Scientists had thought that these bacteria become harmful only after gathering in large groups and then beginning to signal each other, by emitting “alarm” molecules, to make toxins. By isolating individual bacteria within “igloos” in the new material they developed, however, Brinker’s team discovered that an individual bacterium sends out alarm molecules ― even when no other bacteria are around. What’s more, the team discovered for the first time that a bacterium’s own alarm molecules can induce it to emit toxins.

This means that the alarm system probably originally evolved not so much to signal other bacteria, but to act as a kind of radar to sense a bacterium’s environment, says Brinker’s co-worker Eric Carnes, a lecturer in the UNM chemical and nuclear engineering department.

When your body attacks bacteria, it launches an army of immune cells. One kind of immune cell swallows and squishes the offending microbe in a pouch before it bombards it with poisons. In response, the bacterium emits alarm molecules. When these bounce back from the enclosed space and hook on to the bacterium’s surface, the bacterium spews out toxins with a vengeance.

In the researchers’ experiment, the cramped confines of the silica enclosure mimic an engulfing immune cell, making the bacterium think it’s being attacked.

“When something’s trying to kill us, we take it personally,” say Carnes. “A bacterium isn’t inherently malicious. It was just hanging out in the body, but when something attacks it, of course it’s going to freak out and fight back, dumping out toxins and sounding the alarm, ‘This thing’s going to eat me!’”

Now Brinker’s team is looking for ways to stop the alarm molecules from getting into each bacterium’s mailbox. Introducing another kind of molecule, one that clings to the alarm molecules, kept the alarm molecules from attaching to the staph-causing bacteria. Ultimately, this trick could provide a way to conquer only staph-causing bacteria without hurting the other, good bacteria that live in the digestive tract.
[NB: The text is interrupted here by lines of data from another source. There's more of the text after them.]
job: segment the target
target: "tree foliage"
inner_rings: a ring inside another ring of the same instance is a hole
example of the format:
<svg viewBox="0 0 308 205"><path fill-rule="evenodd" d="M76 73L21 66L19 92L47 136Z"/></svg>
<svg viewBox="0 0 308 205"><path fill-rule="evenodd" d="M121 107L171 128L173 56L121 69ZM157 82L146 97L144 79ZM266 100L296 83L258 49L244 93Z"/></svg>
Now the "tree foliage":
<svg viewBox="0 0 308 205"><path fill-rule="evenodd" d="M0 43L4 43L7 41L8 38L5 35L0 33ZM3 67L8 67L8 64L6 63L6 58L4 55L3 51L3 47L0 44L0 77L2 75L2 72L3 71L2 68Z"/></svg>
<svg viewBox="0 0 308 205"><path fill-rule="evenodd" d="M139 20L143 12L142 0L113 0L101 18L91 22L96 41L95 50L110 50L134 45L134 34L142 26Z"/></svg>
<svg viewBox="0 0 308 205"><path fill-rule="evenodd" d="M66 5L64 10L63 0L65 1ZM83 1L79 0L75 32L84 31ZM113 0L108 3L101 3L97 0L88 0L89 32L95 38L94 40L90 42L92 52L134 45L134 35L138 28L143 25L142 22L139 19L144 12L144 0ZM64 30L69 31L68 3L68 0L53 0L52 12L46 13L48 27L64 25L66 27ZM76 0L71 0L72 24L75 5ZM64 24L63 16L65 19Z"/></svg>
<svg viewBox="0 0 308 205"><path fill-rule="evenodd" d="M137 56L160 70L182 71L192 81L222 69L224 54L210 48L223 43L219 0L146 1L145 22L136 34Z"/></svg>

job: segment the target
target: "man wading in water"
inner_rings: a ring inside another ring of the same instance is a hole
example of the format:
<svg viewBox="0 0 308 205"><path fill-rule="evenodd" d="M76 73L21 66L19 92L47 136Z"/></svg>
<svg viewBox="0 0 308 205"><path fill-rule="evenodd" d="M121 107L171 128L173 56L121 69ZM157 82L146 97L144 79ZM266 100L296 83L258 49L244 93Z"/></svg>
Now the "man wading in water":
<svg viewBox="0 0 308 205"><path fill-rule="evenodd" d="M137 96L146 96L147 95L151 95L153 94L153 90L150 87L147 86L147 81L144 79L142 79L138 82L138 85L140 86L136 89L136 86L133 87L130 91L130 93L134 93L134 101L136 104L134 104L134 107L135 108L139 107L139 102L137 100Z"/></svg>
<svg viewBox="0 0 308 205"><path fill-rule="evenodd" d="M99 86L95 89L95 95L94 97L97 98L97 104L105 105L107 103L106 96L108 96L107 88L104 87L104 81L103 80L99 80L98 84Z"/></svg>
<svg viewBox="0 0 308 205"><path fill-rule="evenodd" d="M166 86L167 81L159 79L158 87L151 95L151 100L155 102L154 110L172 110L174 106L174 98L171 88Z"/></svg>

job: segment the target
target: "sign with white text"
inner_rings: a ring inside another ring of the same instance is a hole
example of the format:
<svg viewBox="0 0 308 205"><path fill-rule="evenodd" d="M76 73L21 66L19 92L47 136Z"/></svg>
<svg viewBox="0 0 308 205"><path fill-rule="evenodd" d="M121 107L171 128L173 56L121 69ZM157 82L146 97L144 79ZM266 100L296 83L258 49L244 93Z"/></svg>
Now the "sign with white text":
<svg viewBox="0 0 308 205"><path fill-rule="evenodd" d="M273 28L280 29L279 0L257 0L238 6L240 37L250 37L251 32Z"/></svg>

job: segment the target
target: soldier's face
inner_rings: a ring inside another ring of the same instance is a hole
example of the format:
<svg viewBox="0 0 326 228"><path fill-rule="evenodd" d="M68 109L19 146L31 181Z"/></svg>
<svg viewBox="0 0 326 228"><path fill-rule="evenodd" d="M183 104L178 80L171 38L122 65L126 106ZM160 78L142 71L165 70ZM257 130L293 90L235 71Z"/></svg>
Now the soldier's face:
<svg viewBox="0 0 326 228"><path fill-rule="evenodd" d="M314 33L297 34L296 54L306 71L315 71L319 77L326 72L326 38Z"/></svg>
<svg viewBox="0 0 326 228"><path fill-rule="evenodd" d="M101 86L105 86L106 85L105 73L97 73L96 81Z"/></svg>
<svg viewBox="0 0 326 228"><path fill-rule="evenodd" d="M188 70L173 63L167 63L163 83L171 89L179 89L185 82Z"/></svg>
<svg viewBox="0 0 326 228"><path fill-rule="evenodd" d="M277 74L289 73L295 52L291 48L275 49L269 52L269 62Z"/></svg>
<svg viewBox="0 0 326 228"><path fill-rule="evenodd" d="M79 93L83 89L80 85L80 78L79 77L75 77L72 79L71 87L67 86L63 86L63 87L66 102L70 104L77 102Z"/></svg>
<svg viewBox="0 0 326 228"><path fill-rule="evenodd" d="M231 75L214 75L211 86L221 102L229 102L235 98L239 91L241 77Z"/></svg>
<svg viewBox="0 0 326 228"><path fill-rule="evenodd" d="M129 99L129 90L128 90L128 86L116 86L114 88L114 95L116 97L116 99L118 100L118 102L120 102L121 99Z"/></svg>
Brinker thinks the bacteria study might provide clues to understanding cancer cells. Cancer that starts in one part of the body becomes particularly lethal when it moves to another part. This is called metastasis. Some scientists think that cancer cells signal one another just like bacteria do.

Using the same kinds of silica houses, Brinker’s lab is exploring which conditions make a cancer cell become inactive and which make it metastatic and aggressive. This understanding will help scientists figure out how to better target the dangerous cells.

To single out and kill these cells, Brinker’s group is also investigating the use of small particles made of the porous silica material. On the outside of the particles are molecules that link to cancer cells only. On the inside is a full cargo of poison to deliver to just those cells, so that the rest of the body doesn’t get sick. The chemotherapy used today to kill cancer cells also attacks healthy cells in the body, leaving patients feeling very sick.

This kind of targeted approach is going to vastly improve medicine, says Carnes. “Kids today are very lucky to get to witness this in their lifetimes.”